From the November 1932 issue of The Christian Science Journal

From 'The Life and Epistles of St. Paul,"


THUS came Saul into Damascus;—not as he had expected, to triumph in an enterprise on which his soul was set, to brave all difficulties and dangers, to enter into houses and carry off prisoners to Jerusalem; —but he passed himself like a prisoner beneath the gateway: and through the colonnades of the street called "Straight," where he saw not the crowd of those who gazed on him, he was led by the hands of others, trembling and helpless, to the house of Judas, his dark and solitary lodging.

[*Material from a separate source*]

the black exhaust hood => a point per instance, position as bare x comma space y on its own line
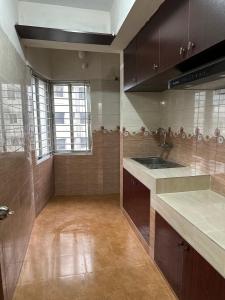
210, 72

Three days the blindness continued. . . . The conflict of Saul's feelings was so great, and his remorse so piercing and so deep, that during this time he neither ate nor drank. He could have no communion with the Christians, for they had been terrified by the news of his approach. And the unconverted Jews could have no true sympathy with his present state of mind. He fasted and prayed in silence. The recollections of his early years,—the passages of the ancient Scriptures which he had never understood,—the thoughts of his own cruelty and violence,—the memory of the last looks of Stephen,—all these crowded into his mind, and made the three days equal to long years of repentance. And if we may imagine one feeling above all others to have kept possession of his heart, it would be the feeling suggested by Christ's expostulation: "Why persecutest thou me?" . . . He waited on God: and in his blindness a vision was granted to him. He seemed to behold one who came in to him,—and he knew by revelation that his name was Ananias,—and it appeared to him that the stranger laid his hand on him, that he might receive his sight. . . . Ananias came into the house where Saul, faint, and exhausted with three days' abstinence, still remained in darkness. When he laid his hands on his head . . . "There fell from his eyes as it had been scales": and . . . "the same hour he looked up on the face of Ananias." It was a face he had never seen before. But the expression of Christian love assured him of reconciliation with God.